Address test issue in QueryPhaseTimeoutTests #124327

javanna · 2025-03-07T14:20:57Z

The test that is verifying timeout handling when pulling a scorer supplier is going to always score the entire segment. The test needs to be adjusted accordingly. While at it, I added docs and clarified the tests a bit, as well as added a couple new tests that cover for timeout handling when retrieving a scorer from the scorer supplier.

Closes #124140

The test that is verifying timeout handling when pulling a scorer supplier is going to always score the entire segment. The test needs to be adjusted accordingly. While at it, I added docs and clarified the tests a bit, as well as added a couple new tests that cover for timeout handling when retrieving a scorer from the scorer supplier. Closes elastic#124140

elasticsearchmachine · 2025-03-07T14:21:27Z

Pinging @elastic/es-search-foundations (Team:Search Foundations)

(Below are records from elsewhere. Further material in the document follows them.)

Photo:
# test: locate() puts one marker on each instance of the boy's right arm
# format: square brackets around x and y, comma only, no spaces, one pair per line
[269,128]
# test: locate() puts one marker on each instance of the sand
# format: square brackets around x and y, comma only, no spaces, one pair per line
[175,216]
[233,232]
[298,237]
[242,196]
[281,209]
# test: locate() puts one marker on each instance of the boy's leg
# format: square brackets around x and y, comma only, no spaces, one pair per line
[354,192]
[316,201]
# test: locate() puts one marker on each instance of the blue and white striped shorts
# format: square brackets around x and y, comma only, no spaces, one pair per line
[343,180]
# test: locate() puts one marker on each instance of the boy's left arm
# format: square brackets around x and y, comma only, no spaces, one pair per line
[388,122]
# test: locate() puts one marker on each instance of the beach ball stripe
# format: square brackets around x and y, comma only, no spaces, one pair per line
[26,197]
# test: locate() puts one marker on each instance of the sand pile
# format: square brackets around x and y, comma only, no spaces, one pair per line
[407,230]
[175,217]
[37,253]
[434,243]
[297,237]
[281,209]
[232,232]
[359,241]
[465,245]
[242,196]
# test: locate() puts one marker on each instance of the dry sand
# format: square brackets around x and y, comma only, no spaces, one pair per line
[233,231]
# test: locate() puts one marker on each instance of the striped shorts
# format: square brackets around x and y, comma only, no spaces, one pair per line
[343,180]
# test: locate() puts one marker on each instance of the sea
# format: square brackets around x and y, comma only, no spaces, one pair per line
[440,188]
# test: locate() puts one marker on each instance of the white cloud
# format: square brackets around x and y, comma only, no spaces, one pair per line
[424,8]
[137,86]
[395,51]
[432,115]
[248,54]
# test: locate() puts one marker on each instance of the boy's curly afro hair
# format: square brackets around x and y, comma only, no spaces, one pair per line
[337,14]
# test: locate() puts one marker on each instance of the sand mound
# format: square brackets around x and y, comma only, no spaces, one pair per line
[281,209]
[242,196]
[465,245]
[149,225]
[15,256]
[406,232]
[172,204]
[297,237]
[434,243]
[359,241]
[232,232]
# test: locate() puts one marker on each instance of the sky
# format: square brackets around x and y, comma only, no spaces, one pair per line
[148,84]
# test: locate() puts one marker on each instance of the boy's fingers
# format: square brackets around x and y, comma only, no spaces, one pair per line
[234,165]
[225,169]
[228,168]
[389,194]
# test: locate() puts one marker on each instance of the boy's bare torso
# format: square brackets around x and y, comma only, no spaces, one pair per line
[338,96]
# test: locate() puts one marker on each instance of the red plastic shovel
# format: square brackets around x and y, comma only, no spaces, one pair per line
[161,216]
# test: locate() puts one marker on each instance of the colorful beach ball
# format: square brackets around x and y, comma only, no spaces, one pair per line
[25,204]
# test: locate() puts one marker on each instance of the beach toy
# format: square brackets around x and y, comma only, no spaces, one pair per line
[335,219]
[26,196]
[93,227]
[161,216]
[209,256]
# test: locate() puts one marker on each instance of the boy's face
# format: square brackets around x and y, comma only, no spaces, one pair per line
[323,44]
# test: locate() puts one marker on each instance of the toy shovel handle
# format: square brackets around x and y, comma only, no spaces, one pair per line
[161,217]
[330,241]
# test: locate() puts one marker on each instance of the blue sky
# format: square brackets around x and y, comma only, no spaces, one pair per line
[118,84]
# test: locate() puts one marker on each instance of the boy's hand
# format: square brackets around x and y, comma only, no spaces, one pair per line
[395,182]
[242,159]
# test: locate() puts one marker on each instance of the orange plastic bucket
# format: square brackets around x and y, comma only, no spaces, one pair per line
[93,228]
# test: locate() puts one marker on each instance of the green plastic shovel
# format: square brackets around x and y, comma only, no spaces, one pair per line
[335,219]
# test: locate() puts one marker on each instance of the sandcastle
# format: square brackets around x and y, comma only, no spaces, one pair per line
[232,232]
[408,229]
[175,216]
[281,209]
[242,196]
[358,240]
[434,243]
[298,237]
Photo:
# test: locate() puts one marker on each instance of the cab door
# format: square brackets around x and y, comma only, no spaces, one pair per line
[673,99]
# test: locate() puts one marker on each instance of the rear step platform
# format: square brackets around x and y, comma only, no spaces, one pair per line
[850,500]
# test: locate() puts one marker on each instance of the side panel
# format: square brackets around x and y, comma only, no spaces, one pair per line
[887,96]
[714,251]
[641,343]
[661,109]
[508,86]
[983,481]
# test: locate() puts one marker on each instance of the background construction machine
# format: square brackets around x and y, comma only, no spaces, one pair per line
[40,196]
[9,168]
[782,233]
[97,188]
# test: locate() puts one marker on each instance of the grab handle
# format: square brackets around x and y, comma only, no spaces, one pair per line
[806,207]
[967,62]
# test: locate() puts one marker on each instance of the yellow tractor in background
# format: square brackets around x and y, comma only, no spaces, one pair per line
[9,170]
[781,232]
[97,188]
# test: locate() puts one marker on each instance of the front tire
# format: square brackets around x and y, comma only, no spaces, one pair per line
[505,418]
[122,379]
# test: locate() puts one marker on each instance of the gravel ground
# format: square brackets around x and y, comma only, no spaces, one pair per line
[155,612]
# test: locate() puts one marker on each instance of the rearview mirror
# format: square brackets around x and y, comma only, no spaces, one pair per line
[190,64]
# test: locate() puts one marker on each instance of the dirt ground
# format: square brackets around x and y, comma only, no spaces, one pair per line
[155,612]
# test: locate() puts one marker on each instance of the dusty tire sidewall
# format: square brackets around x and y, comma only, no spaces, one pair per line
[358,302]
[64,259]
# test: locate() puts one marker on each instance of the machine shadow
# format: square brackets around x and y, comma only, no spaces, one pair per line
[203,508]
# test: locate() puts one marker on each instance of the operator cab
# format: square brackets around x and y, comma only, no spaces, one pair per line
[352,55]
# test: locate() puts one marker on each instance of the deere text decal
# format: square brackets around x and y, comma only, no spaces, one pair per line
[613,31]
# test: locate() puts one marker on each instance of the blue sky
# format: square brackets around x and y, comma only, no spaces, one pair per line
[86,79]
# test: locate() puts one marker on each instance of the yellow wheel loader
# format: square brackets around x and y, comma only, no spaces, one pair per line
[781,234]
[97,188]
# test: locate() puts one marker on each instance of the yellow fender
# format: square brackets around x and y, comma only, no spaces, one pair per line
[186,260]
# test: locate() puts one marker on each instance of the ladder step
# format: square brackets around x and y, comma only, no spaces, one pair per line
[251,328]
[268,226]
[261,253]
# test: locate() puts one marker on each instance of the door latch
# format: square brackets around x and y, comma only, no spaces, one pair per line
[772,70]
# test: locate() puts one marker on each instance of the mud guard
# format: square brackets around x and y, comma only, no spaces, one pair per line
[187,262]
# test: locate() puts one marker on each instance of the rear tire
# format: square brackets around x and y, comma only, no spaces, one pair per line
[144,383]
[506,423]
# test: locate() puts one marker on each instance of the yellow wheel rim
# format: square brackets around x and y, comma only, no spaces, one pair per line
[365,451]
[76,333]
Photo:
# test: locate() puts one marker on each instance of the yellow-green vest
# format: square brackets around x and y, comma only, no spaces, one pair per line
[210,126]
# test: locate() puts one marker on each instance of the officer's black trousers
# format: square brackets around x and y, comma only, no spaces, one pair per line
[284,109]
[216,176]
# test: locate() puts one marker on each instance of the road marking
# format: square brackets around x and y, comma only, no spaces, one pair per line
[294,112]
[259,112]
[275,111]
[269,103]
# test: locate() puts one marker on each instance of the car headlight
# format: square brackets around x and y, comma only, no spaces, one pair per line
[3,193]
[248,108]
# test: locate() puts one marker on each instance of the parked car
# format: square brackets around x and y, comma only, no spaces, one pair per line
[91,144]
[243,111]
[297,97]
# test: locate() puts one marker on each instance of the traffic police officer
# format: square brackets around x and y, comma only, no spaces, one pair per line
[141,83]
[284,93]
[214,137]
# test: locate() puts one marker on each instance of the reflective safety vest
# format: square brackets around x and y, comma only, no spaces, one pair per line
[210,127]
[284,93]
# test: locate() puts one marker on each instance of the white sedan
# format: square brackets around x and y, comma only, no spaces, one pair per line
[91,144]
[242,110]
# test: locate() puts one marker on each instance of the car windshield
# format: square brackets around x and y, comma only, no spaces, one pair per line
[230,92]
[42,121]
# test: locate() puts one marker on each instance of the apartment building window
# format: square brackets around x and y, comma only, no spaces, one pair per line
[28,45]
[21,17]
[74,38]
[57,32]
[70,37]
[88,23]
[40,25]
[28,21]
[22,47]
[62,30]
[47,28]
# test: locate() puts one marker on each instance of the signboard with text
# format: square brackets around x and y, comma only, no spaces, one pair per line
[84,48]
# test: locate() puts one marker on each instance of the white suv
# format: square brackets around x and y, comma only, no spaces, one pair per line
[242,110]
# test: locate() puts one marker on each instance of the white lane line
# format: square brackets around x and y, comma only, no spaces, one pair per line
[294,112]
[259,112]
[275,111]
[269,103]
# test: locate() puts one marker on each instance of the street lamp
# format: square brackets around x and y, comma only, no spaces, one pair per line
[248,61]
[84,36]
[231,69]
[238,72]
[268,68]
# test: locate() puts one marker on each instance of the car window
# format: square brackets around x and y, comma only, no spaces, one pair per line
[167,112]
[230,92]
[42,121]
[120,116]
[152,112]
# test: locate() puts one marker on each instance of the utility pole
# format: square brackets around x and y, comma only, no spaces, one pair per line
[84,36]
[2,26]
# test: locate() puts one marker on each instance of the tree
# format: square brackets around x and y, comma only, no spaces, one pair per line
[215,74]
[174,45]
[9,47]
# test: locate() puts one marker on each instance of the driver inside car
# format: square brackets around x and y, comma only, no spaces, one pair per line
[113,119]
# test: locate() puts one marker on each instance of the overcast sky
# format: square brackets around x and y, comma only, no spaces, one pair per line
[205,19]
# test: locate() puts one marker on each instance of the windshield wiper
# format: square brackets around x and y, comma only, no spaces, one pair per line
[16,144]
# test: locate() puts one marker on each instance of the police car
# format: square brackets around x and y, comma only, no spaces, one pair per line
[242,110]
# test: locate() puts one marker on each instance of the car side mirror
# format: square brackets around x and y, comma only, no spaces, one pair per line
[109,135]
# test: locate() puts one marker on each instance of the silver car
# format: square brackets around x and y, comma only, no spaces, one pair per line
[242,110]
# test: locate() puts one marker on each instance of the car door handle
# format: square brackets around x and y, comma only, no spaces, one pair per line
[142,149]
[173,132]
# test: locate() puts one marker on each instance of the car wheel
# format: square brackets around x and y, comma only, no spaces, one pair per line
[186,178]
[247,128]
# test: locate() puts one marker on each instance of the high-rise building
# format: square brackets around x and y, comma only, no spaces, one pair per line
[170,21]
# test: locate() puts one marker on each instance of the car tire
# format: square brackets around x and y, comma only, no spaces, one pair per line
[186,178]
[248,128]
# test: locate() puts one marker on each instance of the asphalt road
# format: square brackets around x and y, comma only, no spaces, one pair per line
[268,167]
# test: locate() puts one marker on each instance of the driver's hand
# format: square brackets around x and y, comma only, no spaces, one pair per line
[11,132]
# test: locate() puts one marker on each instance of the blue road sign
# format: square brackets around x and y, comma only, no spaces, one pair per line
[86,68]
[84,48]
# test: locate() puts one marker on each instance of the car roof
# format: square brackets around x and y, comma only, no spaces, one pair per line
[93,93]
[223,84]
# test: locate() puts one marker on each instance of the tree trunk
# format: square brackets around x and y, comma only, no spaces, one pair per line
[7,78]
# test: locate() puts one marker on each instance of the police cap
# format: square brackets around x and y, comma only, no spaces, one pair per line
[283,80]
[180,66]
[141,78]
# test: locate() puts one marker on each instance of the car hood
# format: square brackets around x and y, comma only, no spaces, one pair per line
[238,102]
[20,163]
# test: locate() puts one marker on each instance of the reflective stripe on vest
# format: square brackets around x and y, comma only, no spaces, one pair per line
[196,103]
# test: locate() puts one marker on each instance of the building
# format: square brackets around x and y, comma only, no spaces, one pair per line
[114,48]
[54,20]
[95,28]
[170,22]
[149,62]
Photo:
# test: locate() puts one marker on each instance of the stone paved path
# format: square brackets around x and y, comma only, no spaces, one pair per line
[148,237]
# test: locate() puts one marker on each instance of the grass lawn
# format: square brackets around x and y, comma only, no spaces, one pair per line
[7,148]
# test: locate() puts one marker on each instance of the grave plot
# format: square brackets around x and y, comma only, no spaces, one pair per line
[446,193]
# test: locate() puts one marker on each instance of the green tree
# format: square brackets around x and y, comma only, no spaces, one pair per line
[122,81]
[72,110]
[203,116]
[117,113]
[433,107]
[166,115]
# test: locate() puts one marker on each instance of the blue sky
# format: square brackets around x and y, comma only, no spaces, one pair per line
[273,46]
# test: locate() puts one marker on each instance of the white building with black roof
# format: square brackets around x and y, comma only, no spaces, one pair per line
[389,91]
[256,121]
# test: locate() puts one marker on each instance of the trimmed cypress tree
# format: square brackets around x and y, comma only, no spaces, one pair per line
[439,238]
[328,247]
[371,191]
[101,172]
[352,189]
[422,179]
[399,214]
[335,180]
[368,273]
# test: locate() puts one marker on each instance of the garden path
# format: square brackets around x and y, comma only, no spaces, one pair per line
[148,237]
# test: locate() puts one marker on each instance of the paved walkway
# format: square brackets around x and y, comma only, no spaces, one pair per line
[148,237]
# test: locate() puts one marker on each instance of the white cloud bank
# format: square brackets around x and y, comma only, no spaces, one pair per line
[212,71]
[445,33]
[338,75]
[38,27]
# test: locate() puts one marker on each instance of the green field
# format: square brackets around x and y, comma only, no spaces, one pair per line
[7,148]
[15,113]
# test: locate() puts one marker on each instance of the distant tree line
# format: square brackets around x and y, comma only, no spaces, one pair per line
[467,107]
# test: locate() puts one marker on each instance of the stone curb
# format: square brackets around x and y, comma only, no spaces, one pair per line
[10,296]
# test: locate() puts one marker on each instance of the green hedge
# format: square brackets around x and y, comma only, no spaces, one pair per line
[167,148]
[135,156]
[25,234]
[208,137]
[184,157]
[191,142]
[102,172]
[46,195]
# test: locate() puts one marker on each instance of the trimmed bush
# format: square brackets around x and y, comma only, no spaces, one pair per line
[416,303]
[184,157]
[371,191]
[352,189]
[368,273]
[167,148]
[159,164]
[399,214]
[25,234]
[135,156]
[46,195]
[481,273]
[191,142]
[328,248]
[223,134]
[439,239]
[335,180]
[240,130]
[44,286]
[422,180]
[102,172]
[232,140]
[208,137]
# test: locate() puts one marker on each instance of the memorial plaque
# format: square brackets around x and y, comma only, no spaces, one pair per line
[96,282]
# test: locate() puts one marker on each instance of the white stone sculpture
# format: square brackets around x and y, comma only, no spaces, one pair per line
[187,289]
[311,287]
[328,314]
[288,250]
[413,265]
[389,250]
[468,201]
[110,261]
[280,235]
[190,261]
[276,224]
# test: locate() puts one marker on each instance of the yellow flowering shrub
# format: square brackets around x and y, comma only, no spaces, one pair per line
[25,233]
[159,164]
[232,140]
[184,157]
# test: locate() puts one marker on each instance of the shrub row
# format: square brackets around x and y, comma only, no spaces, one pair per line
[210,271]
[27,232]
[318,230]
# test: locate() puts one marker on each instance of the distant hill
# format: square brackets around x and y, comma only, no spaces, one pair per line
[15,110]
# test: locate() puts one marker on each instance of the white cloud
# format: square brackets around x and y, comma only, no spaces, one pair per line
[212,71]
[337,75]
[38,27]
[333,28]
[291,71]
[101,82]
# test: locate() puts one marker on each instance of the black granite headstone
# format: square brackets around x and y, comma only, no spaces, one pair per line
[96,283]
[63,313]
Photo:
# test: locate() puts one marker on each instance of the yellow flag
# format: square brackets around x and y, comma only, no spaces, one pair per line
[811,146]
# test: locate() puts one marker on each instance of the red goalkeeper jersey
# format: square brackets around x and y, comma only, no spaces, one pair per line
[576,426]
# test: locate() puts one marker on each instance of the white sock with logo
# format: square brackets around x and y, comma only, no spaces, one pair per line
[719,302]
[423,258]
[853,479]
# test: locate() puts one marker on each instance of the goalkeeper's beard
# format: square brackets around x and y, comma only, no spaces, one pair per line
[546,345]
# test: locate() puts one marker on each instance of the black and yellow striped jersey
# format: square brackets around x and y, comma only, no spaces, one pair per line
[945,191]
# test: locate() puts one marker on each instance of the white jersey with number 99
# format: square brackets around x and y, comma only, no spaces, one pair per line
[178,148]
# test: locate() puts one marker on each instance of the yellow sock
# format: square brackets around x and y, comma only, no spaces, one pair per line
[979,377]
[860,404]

cbuescher · 2025-03-07T16:28:09Z

server/src/test/java/org/elasticsearch/search/query/QueryPhaseTimeoutTests.java

        assumeTrue("Test requires more than one segment", reader.leaves().size() > 1);
        int size = randomBoolean() ? 0 : randomIntBetween(100, 500);
-        scorerTimeoutTest(size, context -> {
+        scorerSupplierTimeoutTest(size, context -> {


I've been reading TimeoutQuery and MatchAllWeight defined in this test class but I'm still not sure how the function passed in triggers the timeout. At least that's what I'm supposing its doing given its name. Maybe its possible to explain this for future readers somehow?

I think I found something in ContextIndexSearcher#getTimeoutCheck that pulls things from the search context that we override in "createSearchContextWithTimeout", is that the mechanism? Not that obvious unfortunately if it is.

I thought the new javadocs would help explaining this.

Test that a timeout is appropriately handled when the (exitable) directory reader raises it while loading terms enum as the scorer is retrieved from the scorer supplier.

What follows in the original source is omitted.